5. Running SQL jobs with Hive
We as analysts are much more used to using SQL to process our data. The role of datawarehouse package in the Hadoop ecosystem goes to Hive.
Note
In today's world, SQL skills are still very important and one of the primary languages to manipulate data. So always work on your SQL.
Like for Pig:
- you can start a Hive shell from your terminal/command-line, with the
hive
command. This is dedicated to simple SQL queries or operational management. - There's a dedicated Hive View in Ambari, with some visualization capabilities.
Time to create a table to analyze the geolocations again!
- Move the
trucks.csv
file outside of thehdfs:///user/root/geoloc
folder tohdfs:///user/root/trucks
. - Create an external table for the
hdfs:///user/root/geoloc
folder which containsgeolocation.csv
.
CREATE EXTERNAL TABLE geolocation (truckid STRING, driverid STRING, event STRING, latitude DOUBLE, longitude DOUBLE, city STRING, state STRING, velocity DOUBLE, event_ind BIGINT, idling_ind BIGINT)
ROW FORMAT DELIMITED
FIELDS TERMINATED BY ','
LOCATION '/user/root/geoloc';
- Visualize the first rows of the table
SELECT truckid FROM geolocation LIMIT 10;
Note
- The way Hive works is every file inside the
geoloc
folder is read by Hive as data in the table. This is why we had to move out thetrucks.csv
file. - The following command creates a Hive table pointing to a HDFS location.
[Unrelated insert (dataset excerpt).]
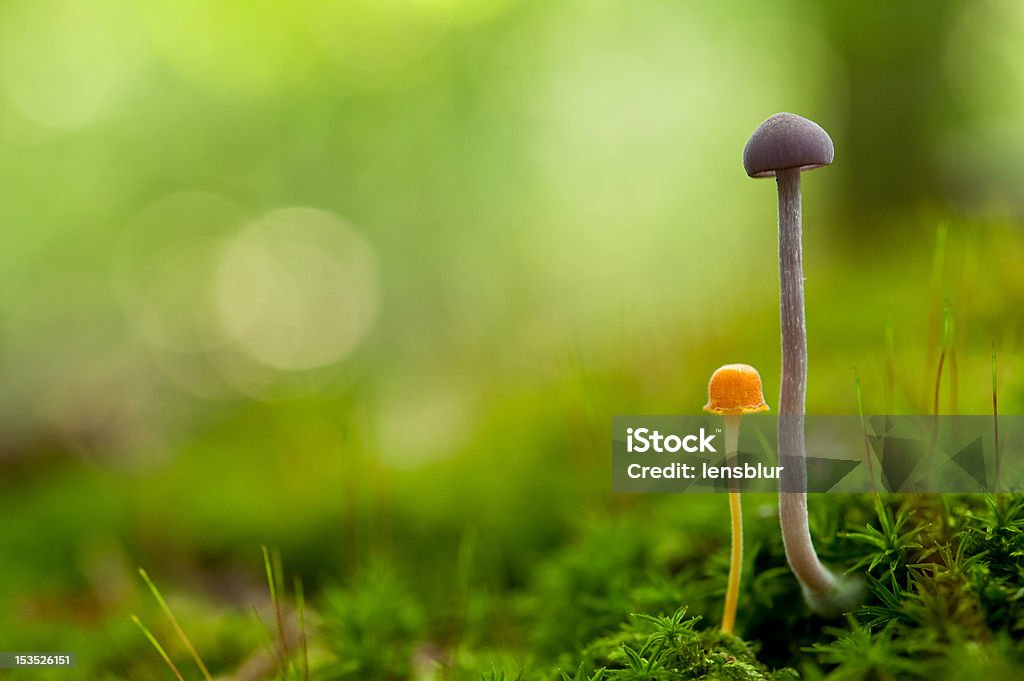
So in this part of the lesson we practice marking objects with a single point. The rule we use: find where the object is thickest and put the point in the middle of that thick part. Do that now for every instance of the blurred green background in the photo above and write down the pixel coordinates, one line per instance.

You can drop it, it won't destroy the data in HDFS
Question
- Are you again able to count the list of distinct cities visited per truckid, and mean velocity per truckid ?
- On the Ambari View, count the number of distinct cities per trucks and display it on a bar chart.
Conclusion
We have seen the first Hadoop libraries, and we are now able to store raw data in HDFS, then process it with Pig or Hive.
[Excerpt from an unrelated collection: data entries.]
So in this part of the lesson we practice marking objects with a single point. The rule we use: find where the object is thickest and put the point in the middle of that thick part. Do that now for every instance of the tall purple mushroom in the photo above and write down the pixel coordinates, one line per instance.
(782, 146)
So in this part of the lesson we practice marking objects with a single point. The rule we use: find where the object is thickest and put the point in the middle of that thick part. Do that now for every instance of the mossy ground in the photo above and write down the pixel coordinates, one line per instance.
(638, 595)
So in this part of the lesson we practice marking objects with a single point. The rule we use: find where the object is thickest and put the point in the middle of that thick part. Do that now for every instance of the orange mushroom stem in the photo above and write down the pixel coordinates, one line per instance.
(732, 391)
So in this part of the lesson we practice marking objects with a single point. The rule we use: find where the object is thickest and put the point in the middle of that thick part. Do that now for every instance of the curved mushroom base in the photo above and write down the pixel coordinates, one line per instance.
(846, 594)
Going back to our objectives
- Get used to the Ambari interface
- Upload data into HDFS - Hadoop Distributed File System
- Run MapReduce jobs on data in HDFS
- Run Pig jobs on data in HDFS
- Run Hive jobs on data in HDFS
In the next tutorial, we will build our own ETL-like solution in Big Data. We will have a look at ingesting unstructured data live to HDFS, extracting and structuring the important information into a Hive table, and build simple graphs.